Спальники сторожили по лавкам каждый знак государя и, не зная, чем помочь его горю, искренне желали, чтобы Господь наслал на царя опойный сон. Алексей Михайлович присел к столу, выудил из серебряного ставика лебяжью остро заточенную тростку и принялся писать царице прощальное письмо, с тем чтобы положить его тайком во гроб. Ставня, плохо ли закрытая на засовец, иль от чьей неведомой руки, но вдруг гулко отпахнулась, так что Алексей Михайлович болезненно вздрогнул, и в продух влетела белая голубка с рыжей коруною на голове, опустилась на переднюю застенку раскинутой ко сну постели и загулькала свирельным горлышком.

Дурной знак! – всполошились спальники, не зная, кого винить, кинулись к ночной незваной гостье, обступили кровать; голубица заметалась по опочивальне, вскружила по-над головами и вдоль стен, взмахом крыл потушивая витые свечи, но закогтилась в тафтяной завесе полога, заплелась в ней и, трепеща, замгнула в ужасе глаза. Царь велел осторожно выпутать птицу и подать в руки. У нее было горячее, знобкое, скользкое тельце, сердце готово взорваться в атласной грудке, и заполошный стук его упруго отдавался в ладонях, прося милости. Государь бережно подул в пестрый хохол, и голубка, уверясь, что жива пока, открыла змеиный, какой-то блестяще-жесткий, непроглядный чернильный зрак, обведенный розоватой каймою…

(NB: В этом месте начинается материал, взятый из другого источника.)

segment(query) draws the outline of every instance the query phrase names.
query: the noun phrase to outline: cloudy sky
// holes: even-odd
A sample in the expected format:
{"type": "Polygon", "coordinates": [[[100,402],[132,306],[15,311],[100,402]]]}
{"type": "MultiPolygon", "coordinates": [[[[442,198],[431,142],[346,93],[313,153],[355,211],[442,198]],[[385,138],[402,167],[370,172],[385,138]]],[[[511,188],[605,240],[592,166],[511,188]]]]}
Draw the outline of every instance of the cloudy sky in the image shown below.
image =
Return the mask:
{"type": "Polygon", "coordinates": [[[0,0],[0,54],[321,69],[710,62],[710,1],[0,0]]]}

Нет-нет, то не Марьюшкина нежная душа посетила. Ей-то что за толк отлетать от домовины? поди, няньки уже поставили на подоконье тарель с просяным зерном и водицы корчик, чтобы не оголодала, сердешная, и Марьюшка, тоскуя, уместилась где-нибудь поверх канарейных избушек и досматривает, как спроваживают ее из мира земного родня и челядь…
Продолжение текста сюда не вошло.